Editor's note: A wrong name was given for a resident who spoke at the meeting.

Wayne residents may be asked in June to increase property taxes to pay for hiring more full-time police officers.

Village officials revealed that during an online town hall meeting Saturday morning, called to discuss the status of the police department serving the town of about 2,400 residents. The police chief is retiring in April, and at least four other officers are leaving.

"If you want a police department, you are going to have to find additional dollars to get it," Trustee Pete Connolly said. Connolly is chairman of a village board committee that oversees police matters.

Connolly said village officials ideally want a chief, a commander, eight full-time officers and four to six part-time officers to provide 24-hour coverage. Doing that, plus possibly having a community service officer, would cost the village an additional $700,000 a year, he said.

He estimated it would cost the owner of a $300,000 home $455 more per year in property taxes.

In 2021, the village collected about $772,000 in property taxes.

Currently the village has two full-time officers and nine part-time officers. About 20 years ago, it had five full-time officers and an unknown number of part-timers, Connolly said. It began relying more on part-time officers after voters in 1998 approved creating a police pension fund. Part-timers are not in the pension fund.

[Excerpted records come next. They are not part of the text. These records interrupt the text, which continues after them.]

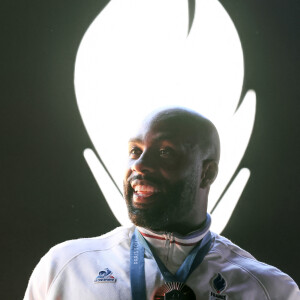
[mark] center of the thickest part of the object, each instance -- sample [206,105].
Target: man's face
[163,176]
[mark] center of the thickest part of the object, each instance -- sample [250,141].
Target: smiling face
[162,185]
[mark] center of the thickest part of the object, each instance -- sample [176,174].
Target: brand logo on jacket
[219,285]
[105,275]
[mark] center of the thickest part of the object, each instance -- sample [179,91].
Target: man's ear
[209,173]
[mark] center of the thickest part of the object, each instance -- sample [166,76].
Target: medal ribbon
[137,271]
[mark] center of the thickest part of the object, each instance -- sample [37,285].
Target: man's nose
[144,164]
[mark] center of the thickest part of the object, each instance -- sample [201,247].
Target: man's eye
[166,152]
[135,152]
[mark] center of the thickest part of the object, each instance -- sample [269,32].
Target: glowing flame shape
[136,56]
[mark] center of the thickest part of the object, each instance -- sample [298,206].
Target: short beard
[173,207]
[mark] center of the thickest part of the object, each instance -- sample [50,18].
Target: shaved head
[172,161]
[197,129]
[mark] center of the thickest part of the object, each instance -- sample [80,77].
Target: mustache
[146,177]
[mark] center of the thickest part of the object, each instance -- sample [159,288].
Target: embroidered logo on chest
[219,285]
[105,275]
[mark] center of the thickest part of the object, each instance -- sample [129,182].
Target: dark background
[48,194]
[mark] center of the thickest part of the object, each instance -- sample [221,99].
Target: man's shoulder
[66,251]
[268,277]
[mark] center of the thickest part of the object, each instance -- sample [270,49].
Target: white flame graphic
[137,56]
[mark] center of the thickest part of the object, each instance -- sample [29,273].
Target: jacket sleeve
[41,279]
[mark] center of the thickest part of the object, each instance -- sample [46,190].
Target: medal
[175,287]
[174,290]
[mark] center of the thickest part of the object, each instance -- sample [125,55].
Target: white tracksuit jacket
[98,268]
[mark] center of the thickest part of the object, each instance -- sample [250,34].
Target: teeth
[145,188]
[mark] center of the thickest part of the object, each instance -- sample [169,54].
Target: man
[170,253]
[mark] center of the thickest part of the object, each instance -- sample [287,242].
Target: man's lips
[143,191]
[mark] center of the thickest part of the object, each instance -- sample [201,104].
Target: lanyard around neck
[137,270]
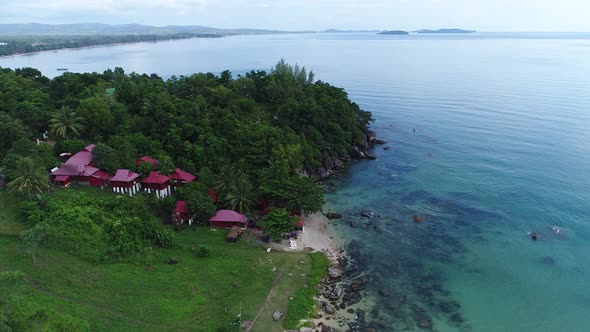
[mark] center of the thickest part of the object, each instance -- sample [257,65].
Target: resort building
[182,213]
[126,182]
[146,159]
[228,219]
[180,177]
[79,168]
[158,184]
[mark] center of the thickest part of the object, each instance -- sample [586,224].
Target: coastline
[98,45]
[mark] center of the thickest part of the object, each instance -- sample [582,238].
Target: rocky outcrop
[333,215]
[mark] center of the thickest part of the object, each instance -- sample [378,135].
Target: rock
[358,284]
[333,215]
[338,164]
[357,153]
[323,173]
[548,260]
[336,293]
[370,156]
[425,323]
[360,314]
[329,310]
[328,163]
[277,315]
[335,272]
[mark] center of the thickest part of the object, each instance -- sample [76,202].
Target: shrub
[204,250]
[303,304]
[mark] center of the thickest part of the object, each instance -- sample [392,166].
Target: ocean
[488,138]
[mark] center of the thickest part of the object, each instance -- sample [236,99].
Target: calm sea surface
[489,137]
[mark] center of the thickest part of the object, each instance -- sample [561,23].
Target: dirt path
[275,282]
[37,286]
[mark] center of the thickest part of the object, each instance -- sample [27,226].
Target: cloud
[496,15]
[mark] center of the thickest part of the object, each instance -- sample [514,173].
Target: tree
[66,122]
[278,222]
[295,193]
[198,200]
[27,178]
[241,196]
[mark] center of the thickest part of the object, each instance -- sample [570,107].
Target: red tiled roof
[75,165]
[146,159]
[124,175]
[213,195]
[181,207]
[181,175]
[229,215]
[156,178]
[100,174]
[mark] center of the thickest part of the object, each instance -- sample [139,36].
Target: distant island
[445,31]
[394,32]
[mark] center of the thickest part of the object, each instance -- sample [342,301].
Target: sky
[481,15]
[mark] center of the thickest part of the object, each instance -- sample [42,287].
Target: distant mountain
[394,32]
[444,31]
[347,31]
[121,29]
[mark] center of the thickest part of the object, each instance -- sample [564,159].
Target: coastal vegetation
[75,256]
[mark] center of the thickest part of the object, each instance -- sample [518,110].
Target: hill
[121,29]
[454,30]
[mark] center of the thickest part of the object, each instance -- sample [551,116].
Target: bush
[303,304]
[204,250]
[11,276]
[165,238]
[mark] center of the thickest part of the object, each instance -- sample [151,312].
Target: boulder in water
[333,215]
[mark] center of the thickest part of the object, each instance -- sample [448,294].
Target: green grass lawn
[146,293]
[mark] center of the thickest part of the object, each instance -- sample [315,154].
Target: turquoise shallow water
[501,147]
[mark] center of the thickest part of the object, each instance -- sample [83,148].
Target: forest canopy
[272,126]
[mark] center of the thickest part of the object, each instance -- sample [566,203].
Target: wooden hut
[158,184]
[180,177]
[125,182]
[228,218]
[182,213]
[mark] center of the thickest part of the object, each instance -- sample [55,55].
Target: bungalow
[146,159]
[157,183]
[79,168]
[213,194]
[182,213]
[180,177]
[125,182]
[228,218]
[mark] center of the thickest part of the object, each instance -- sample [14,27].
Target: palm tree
[27,177]
[64,122]
[241,197]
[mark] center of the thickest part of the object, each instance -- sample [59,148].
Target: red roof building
[125,182]
[227,219]
[182,213]
[146,159]
[213,194]
[157,183]
[180,177]
[79,168]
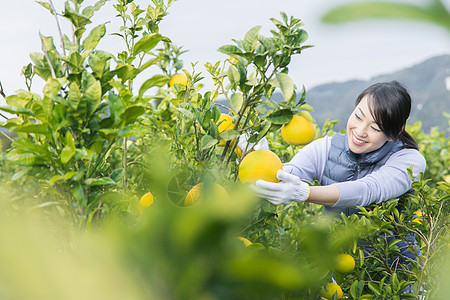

Chief John Naydenoff noted that departments everywhere are having trouble hiring police officers. Wayne's part-timers typically are people who are full-time officers elsewhere or are retired officers, he said.

But police departments are starting to prohibit their officers from taking on second gigs as part-time officers, Naydenoff said, particularly because of concerns about liability and officer decertification under provisions in a 2021 state criminal justice reform act.

If an officer does something at the part-time job that results in losing certification, that officer also won't be able to work at the full-time job.

Part-time officers typically work two to five years, Naydenoff said, and scheduling them can be difficult. Some retired officers, he said, don't want to work holidays or overnight shifts.

"We have to go to more full-time, supplemented by part-time," he said.

Last year, the village contracted with the sheriffs' offices in Kane and DuPage counties to respond to calls between midnight and 6 a.m.

Connolly said there is no guarantee the sheriffs will continue to provide that service once contracts expire, and that the $50 per call the DuPage sheriff is charging is a nominal rate that he expects will increase if the contract is extended beyond July.

The contracts are only for calls, not routine patrols.

At least 124 people attended the meeting by Zoom.

"Wayne is too small to have a bloated police department like this," one resident said, urging officials to consider outsourcing police work.

Another resident noted a general fund tax increase could be spent on anything, not just hiring police officers.

The village board has until April 11 to vote on placing a referendum on the June 28 primary ballot.